GRGR (15): Good & Evil (was Enzian...)
David Morris
fqmorris at hotmail.com
Mon Dec 6 00:02:43 CST 1999
>From: Michael Perez Doug wrote:
>"Don't forget -- in all this talk of moral relativism and an inability
>to find Good and Evil in GR that don't dissolve beneath successive
>deconstructions -- that at the heart of this novel, at its very center,
>Pynchon has placed Pokler's tale and the relevations of how the Evil of
>the Holocaust serves the development of the Rocket and all the Evil
>that the Rocket serves, sustains, makes possible. I challenge anybody
>to
>successfully make the case that Pynchon treats the Holocaust, in GR, in
>any sort of relativistic way -- to the contrary, how anybody can read
>through Pokler's story and come away without a clear picture of what is
>good (Nature, for starters; the sanctity of individual human lives; &
>more) and what is evil (destroying Nature's cycle of eternal
>return/rebirth, for starters) is beyond me."
I agree with Doug on a very basic level.

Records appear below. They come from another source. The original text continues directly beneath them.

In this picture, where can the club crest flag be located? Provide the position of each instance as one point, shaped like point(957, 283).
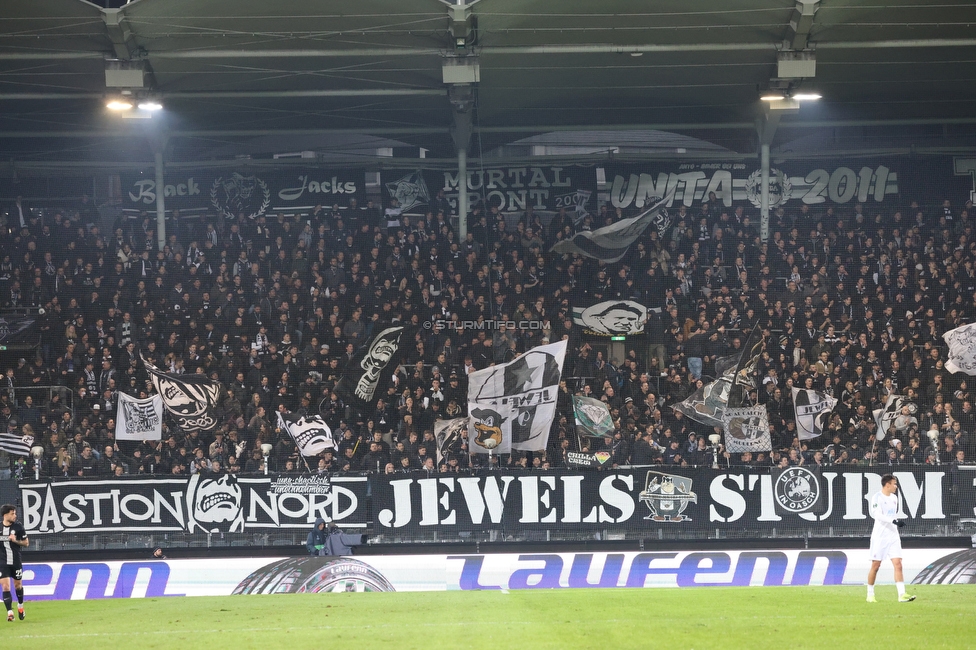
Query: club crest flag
point(747, 429)
point(139, 419)
point(367, 374)
point(612, 318)
point(896, 415)
point(16, 443)
point(188, 398)
point(962, 349)
point(812, 410)
point(610, 243)
point(449, 434)
point(593, 419)
point(512, 405)
point(311, 434)
point(707, 405)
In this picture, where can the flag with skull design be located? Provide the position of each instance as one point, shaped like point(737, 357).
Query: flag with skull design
point(190, 399)
point(512, 405)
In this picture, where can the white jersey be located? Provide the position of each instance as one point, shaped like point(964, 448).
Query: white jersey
point(884, 510)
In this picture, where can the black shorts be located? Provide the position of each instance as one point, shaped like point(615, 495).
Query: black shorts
point(15, 571)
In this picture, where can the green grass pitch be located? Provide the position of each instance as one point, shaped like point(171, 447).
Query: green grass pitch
point(713, 617)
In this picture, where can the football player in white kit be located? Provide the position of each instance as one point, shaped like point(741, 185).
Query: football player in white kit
point(885, 541)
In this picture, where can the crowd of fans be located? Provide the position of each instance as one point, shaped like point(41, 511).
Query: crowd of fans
point(851, 303)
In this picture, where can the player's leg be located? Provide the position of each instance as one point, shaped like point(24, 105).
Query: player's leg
point(900, 581)
point(872, 576)
point(19, 590)
point(7, 600)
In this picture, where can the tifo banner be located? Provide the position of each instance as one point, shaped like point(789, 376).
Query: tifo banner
point(254, 192)
point(645, 499)
point(612, 318)
point(139, 419)
point(792, 183)
point(512, 405)
point(543, 188)
point(223, 577)
point(195, 504)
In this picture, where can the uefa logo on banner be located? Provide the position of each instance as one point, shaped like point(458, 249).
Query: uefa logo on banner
point(797, 489)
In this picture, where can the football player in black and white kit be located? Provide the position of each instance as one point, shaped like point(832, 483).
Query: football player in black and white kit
point(11, 567)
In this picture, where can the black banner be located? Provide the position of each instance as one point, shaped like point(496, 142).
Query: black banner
point(195, 504)
point(544, 188)
point(643, 500)
point(254, 192)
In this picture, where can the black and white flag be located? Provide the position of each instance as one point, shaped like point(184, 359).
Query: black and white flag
point(897, 414)
point(188, 398)
point(449, 434)
point(812, 409)
point(747, 429)
point(962, 349)
point(593, 419)
point(612, 318)
point(512, 405)
point(367, 375)
point(610, 243)
point(139, 419)
point(16, 443)
point(311, 434)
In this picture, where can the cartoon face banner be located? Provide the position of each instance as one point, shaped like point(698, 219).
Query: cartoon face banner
point(188, 398)
point(139, 419)
point(194, 504)
point(962, 349)
point(747, 429)
point(311, 434)
point(612, 318)
point(512, 405)
point(369, 371)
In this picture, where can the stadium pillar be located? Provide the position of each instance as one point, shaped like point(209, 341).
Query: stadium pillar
point(462, 194)
point(160, 201)
point(764, 200)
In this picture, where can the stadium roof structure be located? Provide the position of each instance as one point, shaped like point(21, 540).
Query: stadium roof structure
point(233, 72)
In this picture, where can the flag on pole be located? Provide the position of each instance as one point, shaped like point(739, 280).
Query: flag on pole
point(962, 349)
point(139, 419)
point(16, 443)
point(593, 419)
point(812, 409)
point(311, 434)
point(610, 243)
point(188, 398)
point(367, 374)
point(896, 415)
point(512, 405)
point(448, 434)
point(747, 429)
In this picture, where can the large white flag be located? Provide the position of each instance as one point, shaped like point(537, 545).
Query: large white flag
point(962, 349)
point(139, 419)
point(610, 243)
point(747, 429)
point(812, 409)
point(512, 405)
point(311, 434)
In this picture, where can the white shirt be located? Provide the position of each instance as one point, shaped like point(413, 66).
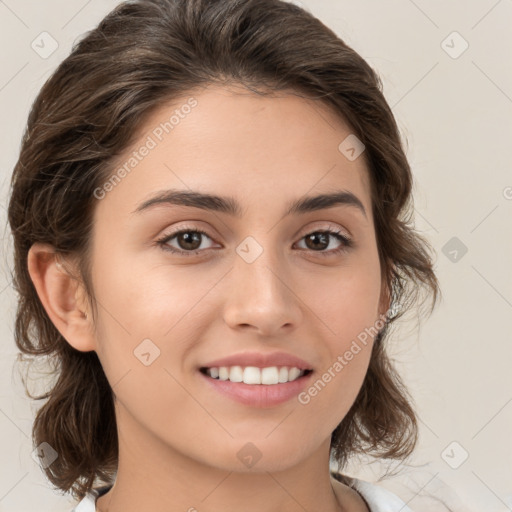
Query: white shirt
point(378, 498)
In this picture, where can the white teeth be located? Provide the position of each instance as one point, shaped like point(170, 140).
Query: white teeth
point(253, 375)
point(236, 374)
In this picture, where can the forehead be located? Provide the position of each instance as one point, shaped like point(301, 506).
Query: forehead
point(232, 141)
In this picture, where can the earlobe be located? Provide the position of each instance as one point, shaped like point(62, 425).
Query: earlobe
point(385, 299)
point(61, 295)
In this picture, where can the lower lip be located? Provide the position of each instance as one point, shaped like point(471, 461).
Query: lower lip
point(259, 395)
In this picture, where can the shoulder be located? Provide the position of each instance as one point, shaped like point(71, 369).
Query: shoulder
point(377, 498)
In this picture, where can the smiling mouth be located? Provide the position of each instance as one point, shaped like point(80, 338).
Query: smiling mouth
point(253, 375)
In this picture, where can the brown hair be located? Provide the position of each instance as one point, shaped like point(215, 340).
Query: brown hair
point(144, 53)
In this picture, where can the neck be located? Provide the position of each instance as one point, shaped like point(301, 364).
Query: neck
point(155, 476)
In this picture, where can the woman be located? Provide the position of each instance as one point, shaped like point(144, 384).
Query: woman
point(211, 215)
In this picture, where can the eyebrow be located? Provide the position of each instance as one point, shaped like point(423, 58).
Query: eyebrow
point(230, 206)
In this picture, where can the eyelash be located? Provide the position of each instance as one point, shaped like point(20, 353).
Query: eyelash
point(347, 243)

GR employs Comic Book morality
lessons which are not insincere, but they do not overide all sorts of other
conflicting messages.
As for "moral relativism" and "deconstructions," I call these buzz-words,
straw-dogs.
>. . . As for
>your invocations of Nature, is "the sanctity of individual lives"

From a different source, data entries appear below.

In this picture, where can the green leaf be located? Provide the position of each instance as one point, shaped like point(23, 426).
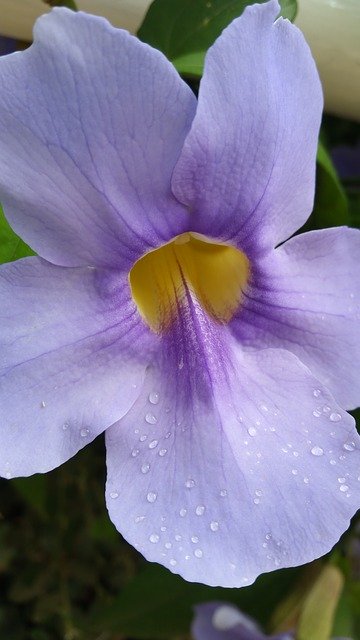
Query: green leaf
point(158, 604)
point(324, 598)
point(11, 246)
point(182, 27)
point(331, 205)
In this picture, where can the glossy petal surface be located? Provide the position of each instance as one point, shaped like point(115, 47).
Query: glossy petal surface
point(230, 462)
point(306, 298)
point(68, 367)
point(247, 169)
point(92, 122)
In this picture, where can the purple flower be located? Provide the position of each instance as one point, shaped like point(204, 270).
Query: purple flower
point(223, 621)
point(219, 369)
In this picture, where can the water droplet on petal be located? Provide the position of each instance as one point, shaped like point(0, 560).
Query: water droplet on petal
point(317, 451)
point(139, 519)
point(154, 538)
point(154, 397)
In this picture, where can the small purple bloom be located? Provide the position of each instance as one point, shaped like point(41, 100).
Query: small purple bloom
point(166, 307)
point(223, 621)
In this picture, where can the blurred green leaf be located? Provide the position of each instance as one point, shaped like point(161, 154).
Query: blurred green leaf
point(158, 604)
point(182, 27)
point(70, 4)
point(33, 491)
point(324, 598)
point(11, 246)
point(330, 206)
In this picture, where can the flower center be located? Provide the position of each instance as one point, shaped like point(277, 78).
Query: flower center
point(161, 280)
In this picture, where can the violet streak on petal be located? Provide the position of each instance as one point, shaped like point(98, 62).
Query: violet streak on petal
point(240, 435)
point(82, 129)
point(247, 168)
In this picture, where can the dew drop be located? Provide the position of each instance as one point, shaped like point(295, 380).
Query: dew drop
point(335, 417)
point(139, 519)
point(153, 397)
point(150, 418)
point(317, 451)
point(154, 538)
point(151, 496)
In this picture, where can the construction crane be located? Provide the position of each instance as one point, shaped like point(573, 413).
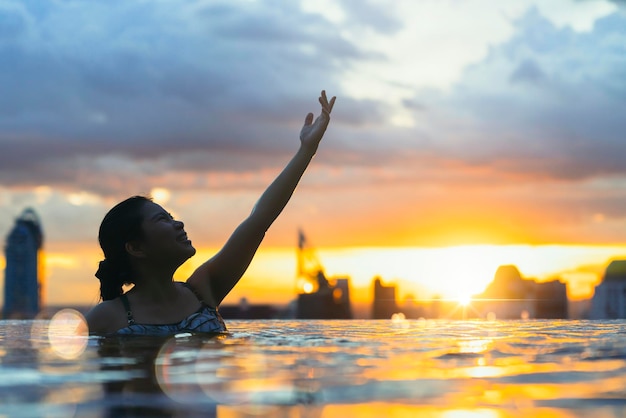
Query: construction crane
point(319, 298)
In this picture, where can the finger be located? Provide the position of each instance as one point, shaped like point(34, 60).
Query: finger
point(332, 103)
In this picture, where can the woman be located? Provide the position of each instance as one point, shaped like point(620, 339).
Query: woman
point(144, 245)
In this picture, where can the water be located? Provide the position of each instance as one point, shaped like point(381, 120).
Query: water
point(447, 369)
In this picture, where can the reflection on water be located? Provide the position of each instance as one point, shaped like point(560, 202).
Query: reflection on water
point(398, 368)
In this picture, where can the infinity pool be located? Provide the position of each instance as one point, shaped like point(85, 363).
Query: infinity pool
point(278, 368)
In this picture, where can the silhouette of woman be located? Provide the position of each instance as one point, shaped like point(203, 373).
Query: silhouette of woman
point(143, 245)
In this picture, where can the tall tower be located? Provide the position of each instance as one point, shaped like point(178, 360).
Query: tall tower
point(23, 277)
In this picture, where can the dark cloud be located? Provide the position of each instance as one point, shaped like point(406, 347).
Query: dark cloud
point(150, 80)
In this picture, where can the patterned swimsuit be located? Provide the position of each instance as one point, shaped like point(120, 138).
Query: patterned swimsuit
point(205, 319)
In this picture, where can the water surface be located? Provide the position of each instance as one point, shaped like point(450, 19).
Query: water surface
point(358, 368)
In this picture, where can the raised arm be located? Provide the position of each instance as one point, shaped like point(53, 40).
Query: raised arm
point(216, 278)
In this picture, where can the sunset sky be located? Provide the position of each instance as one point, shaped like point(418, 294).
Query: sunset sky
point(465, 135)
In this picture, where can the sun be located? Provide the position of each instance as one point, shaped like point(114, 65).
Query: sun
point(464, 300)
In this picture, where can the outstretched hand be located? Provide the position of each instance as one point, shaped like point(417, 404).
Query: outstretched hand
point(312, 132)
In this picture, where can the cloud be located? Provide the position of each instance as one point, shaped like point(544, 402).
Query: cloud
point(149, 80)
point(547, 103)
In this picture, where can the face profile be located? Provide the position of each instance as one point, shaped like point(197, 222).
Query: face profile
point(143, 247)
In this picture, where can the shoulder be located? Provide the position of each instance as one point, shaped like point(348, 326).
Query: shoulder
point(202, 289)
point(106, 317)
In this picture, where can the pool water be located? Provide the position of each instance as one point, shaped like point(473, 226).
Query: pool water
point(357, 368)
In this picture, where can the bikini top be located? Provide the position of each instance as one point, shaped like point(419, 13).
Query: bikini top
point(205, 319)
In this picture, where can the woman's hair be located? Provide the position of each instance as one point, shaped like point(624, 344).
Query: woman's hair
point(120, 225)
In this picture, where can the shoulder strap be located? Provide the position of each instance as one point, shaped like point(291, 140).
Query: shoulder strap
point(129, 313)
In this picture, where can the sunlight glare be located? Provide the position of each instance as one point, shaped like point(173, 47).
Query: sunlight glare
point(464, 300)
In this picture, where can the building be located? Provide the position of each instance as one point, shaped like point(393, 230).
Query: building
point(509, 296)
point(609, 299)
point(384, 300)
point(23, 275)
point(318, 296)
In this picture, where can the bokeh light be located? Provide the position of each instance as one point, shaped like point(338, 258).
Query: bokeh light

>natural? Is there such a thing as "Nature's cycle of eternal
>return/rebirth"? Are these things uniquely human? If so, why? Humans
>are the only animals that think about such things. I'm not saying this
>is a bad thing, but it is not natural. There are no evil lions or
>squirrels, but they do things that humans consider evil.
>
Human "Nature" is at the heart of this thread. How far away is God?